Il est important de tenir compte des principes circulaires dès le début du processus de production. En pratique, cela veut dire produire avec de l’énergie renouvelable ou des matières premières recyclables. Dans la construction surtout, il existe un énorme potentiel de durabilisation. Beaucoup d’habitations dans notre pays sont vétustes et ont une mauvaise performance énergétique. Avec des initiatives telles qu’Inschuifhuis, il est possible de remplacer, en quatre semaines à peine, des maisons de rangée vétustes par une habitation (presque) neutre sur le plan énergétique. L’ossature bois de la nouvelle maison est entièrement préfabriquée et littéralement insérée à l’endroit où le vieux logement a été démoli. Les matériaux issus de la démolition sont le récupérés et réutilisés au maximum.
4 récupérez les matières premières.
La récupération des matières premières et de l’énergie des produits mis au rebut est aussi au cœur d’un deuxième type de modèles d’entreprises circulaires. L’accent est ici mis sur la récupération de la valeur après utilisation par le recyclage, le réemploi et la rénovation du produit. Ces modèles vont transformer des biens usagés en nouveaux produits ou en matières premières utilisables. De cette manière, ils créent de la valeur ajoutée et une réduction des coûts et des déchets.
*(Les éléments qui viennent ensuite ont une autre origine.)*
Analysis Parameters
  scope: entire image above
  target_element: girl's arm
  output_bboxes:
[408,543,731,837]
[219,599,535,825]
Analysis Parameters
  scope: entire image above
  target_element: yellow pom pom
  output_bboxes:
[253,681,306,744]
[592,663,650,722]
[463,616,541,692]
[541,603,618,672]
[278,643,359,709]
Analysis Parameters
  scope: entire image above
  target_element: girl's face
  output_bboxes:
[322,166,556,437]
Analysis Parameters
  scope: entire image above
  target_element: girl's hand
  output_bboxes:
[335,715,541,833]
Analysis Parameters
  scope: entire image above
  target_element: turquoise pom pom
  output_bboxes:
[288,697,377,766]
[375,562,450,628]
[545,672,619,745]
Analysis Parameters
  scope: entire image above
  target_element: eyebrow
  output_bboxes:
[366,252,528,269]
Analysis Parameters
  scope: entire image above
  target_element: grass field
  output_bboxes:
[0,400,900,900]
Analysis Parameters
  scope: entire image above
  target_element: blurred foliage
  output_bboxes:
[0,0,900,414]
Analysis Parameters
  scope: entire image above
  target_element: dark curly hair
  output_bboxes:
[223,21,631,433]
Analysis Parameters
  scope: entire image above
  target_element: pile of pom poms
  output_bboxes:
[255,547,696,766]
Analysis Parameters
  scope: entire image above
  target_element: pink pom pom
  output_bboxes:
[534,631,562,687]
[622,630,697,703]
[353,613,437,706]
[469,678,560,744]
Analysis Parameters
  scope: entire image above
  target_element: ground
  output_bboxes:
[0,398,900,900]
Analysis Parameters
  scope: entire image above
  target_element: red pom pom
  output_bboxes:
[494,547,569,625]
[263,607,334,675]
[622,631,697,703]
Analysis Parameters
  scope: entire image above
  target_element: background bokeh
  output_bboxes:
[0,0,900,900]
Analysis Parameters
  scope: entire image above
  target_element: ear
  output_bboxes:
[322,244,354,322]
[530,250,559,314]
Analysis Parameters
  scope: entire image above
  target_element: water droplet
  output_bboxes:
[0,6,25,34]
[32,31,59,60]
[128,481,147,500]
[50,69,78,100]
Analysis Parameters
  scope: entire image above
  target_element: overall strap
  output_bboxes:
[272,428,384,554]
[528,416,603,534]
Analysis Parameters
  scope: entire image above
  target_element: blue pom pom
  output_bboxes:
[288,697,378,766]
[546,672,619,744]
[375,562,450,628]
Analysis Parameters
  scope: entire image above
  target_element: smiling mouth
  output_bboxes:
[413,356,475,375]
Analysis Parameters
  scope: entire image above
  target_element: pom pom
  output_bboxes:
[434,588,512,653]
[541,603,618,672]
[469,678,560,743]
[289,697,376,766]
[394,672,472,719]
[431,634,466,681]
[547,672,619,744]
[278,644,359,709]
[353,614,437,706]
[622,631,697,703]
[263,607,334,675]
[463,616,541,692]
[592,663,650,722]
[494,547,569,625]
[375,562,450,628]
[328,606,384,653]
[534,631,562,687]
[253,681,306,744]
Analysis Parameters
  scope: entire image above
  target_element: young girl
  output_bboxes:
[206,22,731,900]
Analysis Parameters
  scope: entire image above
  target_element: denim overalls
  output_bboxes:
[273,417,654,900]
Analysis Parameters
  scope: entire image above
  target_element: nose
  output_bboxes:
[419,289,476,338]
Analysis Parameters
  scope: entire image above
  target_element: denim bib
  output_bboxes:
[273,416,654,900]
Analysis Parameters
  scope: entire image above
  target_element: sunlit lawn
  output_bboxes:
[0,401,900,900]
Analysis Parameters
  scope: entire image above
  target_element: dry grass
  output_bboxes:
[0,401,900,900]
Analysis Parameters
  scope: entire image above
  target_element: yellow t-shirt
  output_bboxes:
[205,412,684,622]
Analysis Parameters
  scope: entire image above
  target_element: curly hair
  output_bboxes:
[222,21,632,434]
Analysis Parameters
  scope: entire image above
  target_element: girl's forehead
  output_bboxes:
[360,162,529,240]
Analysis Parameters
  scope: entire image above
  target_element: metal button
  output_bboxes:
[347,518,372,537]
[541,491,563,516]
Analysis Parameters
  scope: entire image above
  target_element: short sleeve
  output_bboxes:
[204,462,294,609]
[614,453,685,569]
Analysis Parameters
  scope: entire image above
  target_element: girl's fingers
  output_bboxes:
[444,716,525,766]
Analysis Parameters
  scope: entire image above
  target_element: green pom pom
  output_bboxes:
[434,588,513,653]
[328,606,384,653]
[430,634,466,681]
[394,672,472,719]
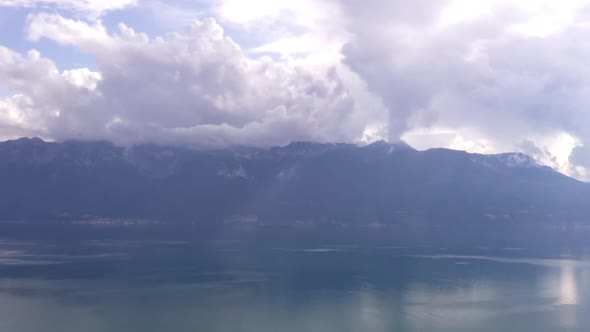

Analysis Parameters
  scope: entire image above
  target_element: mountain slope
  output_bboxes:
[0,138,590,224]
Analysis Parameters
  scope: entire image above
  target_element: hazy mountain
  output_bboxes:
[0,138,590,228]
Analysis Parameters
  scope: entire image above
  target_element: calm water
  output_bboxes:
[0,241,590,332]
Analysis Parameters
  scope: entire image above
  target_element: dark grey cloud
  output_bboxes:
[0,14,374,146]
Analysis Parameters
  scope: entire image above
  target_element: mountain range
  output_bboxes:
[0,138,590,233]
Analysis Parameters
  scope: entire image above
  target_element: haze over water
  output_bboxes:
[0,241,590,332]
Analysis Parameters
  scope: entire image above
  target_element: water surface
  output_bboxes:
[0,241,590,332]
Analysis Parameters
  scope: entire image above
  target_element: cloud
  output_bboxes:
[0,0,138,18]
[0,0,590,177]
[342,0,590,179]
[0,14,374,146]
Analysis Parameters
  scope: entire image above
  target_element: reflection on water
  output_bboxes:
[0,243,590,332]
[560,261,578,304]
Dans ce type de modèle de revenus, de nouvelles chaînes logistiques voient souvent le jour pour récupérer les biens usagés : c’est ce qu’on appelle la logistique de recyclage.
Citons comme exemple l’app mobile Vinted (réutilisation par la vente d’occasion) et le fabricant de meubles Nearly New Offices (NNOF). L’entreprise fabrique du mobilier de bureau durable à partir de meubles usagés qui seraient autrement mis au rebut. D’anciens blocs de tiroirs sont transformés en casiers ou des dessus de table sont sciés pour devenir des bancs. Réutiliser du matériau de cette façon représente une économie de coûts tant pour le propriétaire des meubles usagés que pour NNOF qui obtient les matières premières gratuitement. De plus, le modèle contribue à la réduction de l’empreinte écologique des entreprises qui achètent du mobilier de NNOF.
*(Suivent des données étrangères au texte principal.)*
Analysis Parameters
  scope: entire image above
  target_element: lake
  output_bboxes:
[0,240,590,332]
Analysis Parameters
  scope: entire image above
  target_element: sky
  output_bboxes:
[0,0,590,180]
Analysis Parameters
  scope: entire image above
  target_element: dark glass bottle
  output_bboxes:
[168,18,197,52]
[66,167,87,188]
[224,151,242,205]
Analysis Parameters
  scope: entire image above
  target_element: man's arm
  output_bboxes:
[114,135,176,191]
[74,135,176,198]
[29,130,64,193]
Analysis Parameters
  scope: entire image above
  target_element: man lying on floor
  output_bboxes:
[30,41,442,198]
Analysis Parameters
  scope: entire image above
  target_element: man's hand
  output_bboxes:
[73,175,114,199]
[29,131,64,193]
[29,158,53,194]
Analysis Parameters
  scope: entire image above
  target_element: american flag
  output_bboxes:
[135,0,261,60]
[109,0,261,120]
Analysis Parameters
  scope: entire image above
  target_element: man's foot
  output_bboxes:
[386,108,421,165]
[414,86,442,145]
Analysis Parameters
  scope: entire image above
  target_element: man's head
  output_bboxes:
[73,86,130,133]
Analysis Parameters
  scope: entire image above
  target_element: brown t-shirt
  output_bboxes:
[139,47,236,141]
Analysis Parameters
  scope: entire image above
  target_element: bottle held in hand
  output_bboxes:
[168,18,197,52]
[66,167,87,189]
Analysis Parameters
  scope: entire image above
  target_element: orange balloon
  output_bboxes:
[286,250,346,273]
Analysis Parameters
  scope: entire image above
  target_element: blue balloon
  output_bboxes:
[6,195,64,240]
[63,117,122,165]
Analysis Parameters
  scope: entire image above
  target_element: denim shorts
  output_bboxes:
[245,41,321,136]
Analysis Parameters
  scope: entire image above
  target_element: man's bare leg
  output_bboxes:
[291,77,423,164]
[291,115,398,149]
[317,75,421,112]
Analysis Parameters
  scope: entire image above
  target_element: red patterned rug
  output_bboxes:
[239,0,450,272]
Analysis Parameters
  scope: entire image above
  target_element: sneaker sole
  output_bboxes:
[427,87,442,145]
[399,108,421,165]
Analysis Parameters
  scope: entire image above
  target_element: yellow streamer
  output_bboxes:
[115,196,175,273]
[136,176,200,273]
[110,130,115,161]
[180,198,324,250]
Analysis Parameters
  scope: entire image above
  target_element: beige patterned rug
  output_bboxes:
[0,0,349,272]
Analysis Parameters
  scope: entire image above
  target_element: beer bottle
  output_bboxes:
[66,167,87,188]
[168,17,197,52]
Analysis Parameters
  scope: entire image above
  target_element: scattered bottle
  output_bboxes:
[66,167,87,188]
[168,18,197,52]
5 sharing is caring (plateformes de partage)
Dans une économie circulaire, les produits doivent non seulement durer plus longtemps, mais ils doivent aussi de préférence faire l’objet d’un usage plus intensif. Par le biais de plateformes de partage et d’économie collaborative, les gens peuvent se prêter ou partager des objets qu’ils sous-utilisent. L’OVAM, le service public flamand chargé de la gestion des déchets , a calculé qu’une économie circulaire où chacun adhère à un système de voitures partagées (en moyenne une voiture partagée pour 10 personnes) réduit l’impact des matériaux de plus de 25% et fait baisser les émissions de gaz à effet de serre de plus de 15%. Ce gain sur le plan des matériaux et des émissions est dû au fait que moins de voitures doivent être construites pour répondre à un même besoin de transport. Le potentiel des plateformes de partage est particulièrement grand pour les produits qui sont relativement coûteux à l’achat et qui sont moins fréquemment utilisés, comme les voitures, les outils de jardinage et les articles de bricolage. Mais le concept remporte aussi un franc succès dans l’industrie de la mode. Il existe ainsi plusieurs entreprises de location d’articles de mode où les consommateurs peuvent, moyennant le paiement d’un abonnement, louer de coûteux vêtements de stylistes au lieu de les acheter. Vous pouvez même obtenir un jeans en leasing auprès de la société néerlandaise MUD Jeans.
La solution miracle pour transformer l’économie linéaire en une économie circulaire n’existe pas. Mais le travail de pionnier réalisé par les entreprises qui travaillent durablement depuis tout un temps déjà montre que cette transition se traduit par des opportunités pour les entrepreneurs, les travailleurs et les investisseurs. Améliorer le monde et faire en même temps du profit: dans une économie circulaire, il est possible de faire les deux.